Opinion
No. 94-95
Submitted March 29, 1994 —
Decided June 22, 1994.
APPEAL from the Court of Appeals for Franklin County, No. 93AP-1047.
On July 28, 1993, appellant, John Mancini, filed a pro se complaint for a writ of mandamus with the Court of Appeals for Franklin County. Appellant alleged that he had mailed a $20 check to appellee, Ohio Bureau of Motor Vehicles, in order to obtain copies of documents dealing with traffic convictions in the Garfield Heights Municipal Court for the dates of February 22, 1983 and July 26, 1985. Appellant claimed to have provided the relevant case numbers in a letter sent with the check. The letter also allegedly contained a request for a computer printout of appellant's driving record. Apparently, appellee never replied to the request for the information, and appellant instituted this action.
On August 31, 1993, appellant filed a motion to issue a writ of mandamus. The court of appeals filed a journal entry on September 13, 1993, requiring appellee to show cause in writing by September 17, 1993 as to why the court should not issue the writ for failure of the appellee to answer or appear. On September 24, 1993, appellant filed a motion to issue a writ of mandamus and to invoke sanctions. This motion was denied by the appellate court because appellant had not served appellee by certified mail as required by Civ.R. 5(A).
On October 6, 1993, appellant filed another motion to issue a writ of mandamus and to invoke sanctions. This motion was also denied by the court of appeals on October 8, 1993. The court also ordered that an evidentiary statement be filed no later than October 22, 1993 and that briefs be filed in accordance with Section 8 of Local Rule 11. Instead of complying, appellant filed a motion for reconsideration and for the clarification of the October 8, 1993 journal entry.

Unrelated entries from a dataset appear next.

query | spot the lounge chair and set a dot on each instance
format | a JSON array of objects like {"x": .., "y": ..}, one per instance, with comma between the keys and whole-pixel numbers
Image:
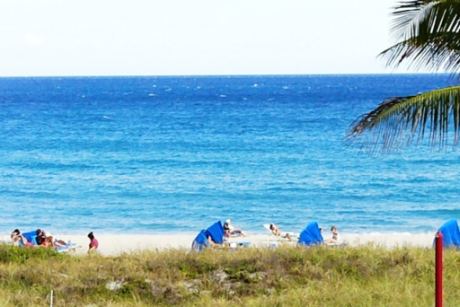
[
  {"x": 311, "y": 235},
  {"x": 450, "y": 234}
]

On October 29, 1993, appellee filed a limited appearance for the purpose of determining jurisdiction. Appellee claimed never to have received a summons and that no letter had been included with the check.

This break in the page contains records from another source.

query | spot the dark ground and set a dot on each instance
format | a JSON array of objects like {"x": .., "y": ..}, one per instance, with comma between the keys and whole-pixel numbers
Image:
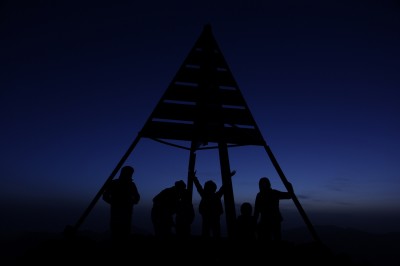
[
  {"x": 341, "y": 246},
  {"x": 141, "y": 249}
]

On November 6, 1993, the court of appeals denied appellant's motion to reconsider and ordered appellant to file an evidentiary statement and a brief in support no later than November 30, 1993, or the action would be dismissed. Appellee sent a letter to the appellant on November 18, 1993, explaining that it had not received a service of the summons and was not aware of the need to respond, and that the original request had not specified the record sought. Moreover, appellee agreed to send the record if appellant would provide a listing of the information desired.
On November 26, 1993, appellant filed an evidentiary statement but no brief in support. On December 14, 1993, the appellate court dismissed the case. Appellee sent appellant a copy of his driving record on December 16, 1993, but on December 29, 1993, appellant filed his notice of appeal regardless.
The cause is before the court upon an appeal as of right.
John Mancini, pro se. Lee Fisher, Attorney General, and Christopher B. McNeil, Assistant Attorney General, for respondent.
The court of appeals' decision to dismiss the case is affirmed. First, appellant is currently incarcerated at the Marion Correctional Institution and was so restrained of his liberty at the time of the filing of the complaint. As such, he wanted appellee to mail him the information he allegedly requested. In State ex rel. Fenley v. Ohio Historical Soc. (1992), 64 Ohio St.3d 509, 597 N.E.2d 120, we held that there is no requirement under R.C. 149.43(B) that a custodian of public records mail copies of them to the requester.
Second, appellant failed to comply with a court order and a local rule. On November 6, 1993, the court of appeals ordered the appellant to file an evidentiary statement and a brief in support no later than November 30, 1993. Although an evidentiary statement was filed, the court never received a brief in support as required by Section 8, Local Rule 11 of the Tenth Appellate District and the case was therefore dismissed. Appellant was given ample opportunity to submit pleadings that complied with the rule and was warned that noncompliance would result in dismissal.
Third, the case is moot. On November 18, 1993, appellee offered to provide the information to appellant if he would explain what he wanted. Appellant ignored this letter and continued his pursuit of a writ of mandamus. Realizing that appellant was not going to respond, on December 16, 1993, appellee mailed appellant a computer printout of his driving record. Since appellant has received the information sought, the issue is now moot.
The judgment of the court of appeals is affirmed.
Judgment affirmed.
MOYER, C.J., A.W. SWEENEY, DOUGLAS, WRIGHT, RESNICK, F.E. SWEENEY and PFEIFER, JJ., concur.